I know it can take time for the market to understand the benefits of the transaction. We did a good deal and look forward to continuing discussions with shareholders and working to complete the transaction.
And finally, Nano Dimension continue with their attempts to acquire more Stratasys shares. Is there any comment to make at this stage beyond what was in the most recent Stratasys press release?
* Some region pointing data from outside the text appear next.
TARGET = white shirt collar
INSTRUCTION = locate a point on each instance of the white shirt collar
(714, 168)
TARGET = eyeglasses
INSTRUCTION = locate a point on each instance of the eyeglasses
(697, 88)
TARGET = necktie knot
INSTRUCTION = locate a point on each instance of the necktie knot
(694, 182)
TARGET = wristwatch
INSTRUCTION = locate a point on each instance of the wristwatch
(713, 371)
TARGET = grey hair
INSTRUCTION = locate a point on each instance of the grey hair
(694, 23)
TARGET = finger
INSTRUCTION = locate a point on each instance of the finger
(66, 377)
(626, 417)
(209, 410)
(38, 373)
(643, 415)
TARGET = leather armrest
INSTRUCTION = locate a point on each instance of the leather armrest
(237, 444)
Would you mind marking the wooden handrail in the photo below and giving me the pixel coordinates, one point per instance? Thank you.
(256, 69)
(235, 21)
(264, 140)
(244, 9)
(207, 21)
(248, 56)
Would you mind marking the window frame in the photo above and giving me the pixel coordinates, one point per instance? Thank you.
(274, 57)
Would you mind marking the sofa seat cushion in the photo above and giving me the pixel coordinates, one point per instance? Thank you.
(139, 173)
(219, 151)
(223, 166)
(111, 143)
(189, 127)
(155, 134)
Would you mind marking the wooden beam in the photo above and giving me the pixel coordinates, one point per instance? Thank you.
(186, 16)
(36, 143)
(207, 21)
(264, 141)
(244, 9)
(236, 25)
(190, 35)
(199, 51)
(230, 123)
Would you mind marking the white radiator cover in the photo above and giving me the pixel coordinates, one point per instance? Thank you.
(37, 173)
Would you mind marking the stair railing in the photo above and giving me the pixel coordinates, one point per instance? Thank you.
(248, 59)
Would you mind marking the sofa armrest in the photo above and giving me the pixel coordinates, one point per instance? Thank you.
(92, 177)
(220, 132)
YZ: We already went out with a full response of our board. You can read the details of why our board rejected the Nano Dimension offer. But in a nutshell, it significantly undervalued Stratasys, especially after the deal, big-time undervalues Stratasys.
The second thing is that there is a big question mark about the authority of the Nano Dimension board to really acquire and give an offer because they are in court now with their own shareholders. But there will be a hearing in July [to confirm] if they have the authority to offer. So, the partial tender offer could be a farce. It also requires approvals that could take another four to six months, so shareholders would not receive payment until the end of October. And suddenly the court could say 'hey, all this impact is an illusion, because practically they don't have the authority.
And last but not least, it's a partial tender offer where Nano is only seeking to own between 53% and 55% of stratasys. So, take aside the 15% that Nano has in the company, they need another 40%. If Nano is in control, remaining Stratasys shareholders would be in the minority, and their shares would have very limited value because there is an owner of the company who is controlling the company and who doesn't care about them. Put all of this together, including all the governance issues and the value destruction track record of the Nano management team and I can understand why my board rejected the tender offer unanimously.
Note: This interview has been edited for brevity and clarity, and was carried out before news of 3D Systems' proposal to acquire Stratasys.